Life is good…life sucks. I live with these two conflicting realities daily. I suspect I am not alone. Today alone life sucked and life was grand all in the same 24-hour period.
To start with, the weather continues to be record-breakingly hot. And, now, we are having fires in the area which creates smoke and haze. For me, since I’m not asthmatic, this is not a problem, but the haze has been so heavy that even I am struggling to enjoy breathing when outside. In addition, I am having to run my air conditioner, which translates into higher electric bills for me. That part of life sucks.
But, I was awakened this morning by the sound, of all sounds, thunder! The crisp, loud boom and crackle of thunder followed by the loud pelting of summer rain on my back deck covering was a welcome sound. It was a warm summer morning rain that brought momentary refreshment to what has been an exceptionally stifling hot summer. That was grand!
Then, somehow, the son, decided he wanted to be argumentative. You see, today is the day my three older children left to go for two weeks with their dad. He, of course, had not cleaned up his room and therefore I woke him up earlier than the other children so he could get that taken care of before he left. Yes, I’m a mean mom. I do expect that my children participate in chores and duties around the house…and a fairly orderly bedroom (not perfect, but orderly) is part of the deal for me. So, of course, I awakened him far too early and he grumbled and complained. I had to really hold my ground with him, and since he was really working hard to tick me off (and nearly succeeding) I had to continue to remind myself, this too shall pass. Life at that moment sucked.

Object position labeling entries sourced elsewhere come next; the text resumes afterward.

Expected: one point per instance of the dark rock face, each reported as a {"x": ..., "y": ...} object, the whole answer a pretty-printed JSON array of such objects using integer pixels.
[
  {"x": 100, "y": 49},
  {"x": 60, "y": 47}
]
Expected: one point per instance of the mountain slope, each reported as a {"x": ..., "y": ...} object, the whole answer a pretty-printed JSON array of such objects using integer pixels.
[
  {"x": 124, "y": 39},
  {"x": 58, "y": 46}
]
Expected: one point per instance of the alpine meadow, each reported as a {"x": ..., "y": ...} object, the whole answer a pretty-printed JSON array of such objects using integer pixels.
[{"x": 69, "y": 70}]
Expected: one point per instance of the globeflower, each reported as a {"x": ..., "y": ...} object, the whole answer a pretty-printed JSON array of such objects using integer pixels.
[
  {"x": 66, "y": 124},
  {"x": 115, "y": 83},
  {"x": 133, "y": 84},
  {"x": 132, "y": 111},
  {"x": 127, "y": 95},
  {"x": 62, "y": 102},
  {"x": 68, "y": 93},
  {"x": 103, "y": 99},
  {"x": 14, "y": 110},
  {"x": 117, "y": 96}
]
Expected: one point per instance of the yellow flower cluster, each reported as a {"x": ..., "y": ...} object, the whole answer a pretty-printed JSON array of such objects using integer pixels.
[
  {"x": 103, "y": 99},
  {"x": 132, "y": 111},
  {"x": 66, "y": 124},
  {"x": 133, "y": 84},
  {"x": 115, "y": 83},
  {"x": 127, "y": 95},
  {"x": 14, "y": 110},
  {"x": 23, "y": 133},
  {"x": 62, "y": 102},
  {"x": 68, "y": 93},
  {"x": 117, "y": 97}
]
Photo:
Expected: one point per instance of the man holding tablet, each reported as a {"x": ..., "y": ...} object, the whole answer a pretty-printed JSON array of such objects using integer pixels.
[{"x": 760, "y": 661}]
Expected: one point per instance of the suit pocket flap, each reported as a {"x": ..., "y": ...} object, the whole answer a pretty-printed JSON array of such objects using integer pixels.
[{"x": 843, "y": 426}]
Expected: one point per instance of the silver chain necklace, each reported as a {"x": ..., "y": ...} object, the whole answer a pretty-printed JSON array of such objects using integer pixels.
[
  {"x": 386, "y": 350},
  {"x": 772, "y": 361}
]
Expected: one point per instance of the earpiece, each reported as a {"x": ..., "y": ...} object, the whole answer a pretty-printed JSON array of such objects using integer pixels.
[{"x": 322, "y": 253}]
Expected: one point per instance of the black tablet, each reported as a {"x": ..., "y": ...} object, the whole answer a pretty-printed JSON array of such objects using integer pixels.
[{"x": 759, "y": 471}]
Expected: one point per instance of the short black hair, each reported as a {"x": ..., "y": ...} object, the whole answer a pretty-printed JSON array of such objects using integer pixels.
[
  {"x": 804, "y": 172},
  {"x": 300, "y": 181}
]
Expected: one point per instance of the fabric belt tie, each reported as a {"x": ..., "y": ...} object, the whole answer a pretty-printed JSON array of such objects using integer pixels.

Then, suddenly, the dad arrives, all the kids are tumbling out the door with their possessions and stuff and the house is, at once, wonderfully silent and dreadfully vacant. Life sucked but it was also grand all in the same moment.
Later today, I was tasked with helping my second oldest find a swimsuit for vacation. Not an easy task at this time of the year since there is little to choose from in our neck of the woods and also since her dad places such strict requirements on her for her attire. Searching every store in town sucked.
But then, finding the right swimsuit, which we finally did, at 70% off, was grand!
Spending the evening completely alone, doing whatever I want, whenever I wanted, was absolutely grand.
Listening to the thunder and anticipating another summer storm (which has not yet materialized) was also grand.
Missing my kids is not so grand. In fact, it sucks. I walk past their empty (clean, but empty) rooms and I miss them so deeply it physically hurts. Definitely, a not-so-grand experience.
Life is grand…and yet it sucks…all at the same time. This is what makes up our human experience.
And, fortunately for me, today, I did not experience any of those really devastaing blows such as the announcement that a loved one has a terminal disease or that I do. I didn’t learn that my spouse was no longer in love with me and I did not walk into a number of other very real tragedies that other people in this world are currently experiencing. I’m thinking of my friend across the country who mourns the loss of his mother who recently passed. In light of this, I am grateful that my kids love me, they are healthy, I am in good health and of sound mind…well, okay…at least mostly sound mind. I am employed and able to provide for those I am responsible for. I must conclude that though I am uncomfortable with or don’t like parts of my life, for the most part I really have it pretty good.
Life today, for me, is more on the grand than the not-so-grand side. I’m grateful for that.
What side of life are you on and why?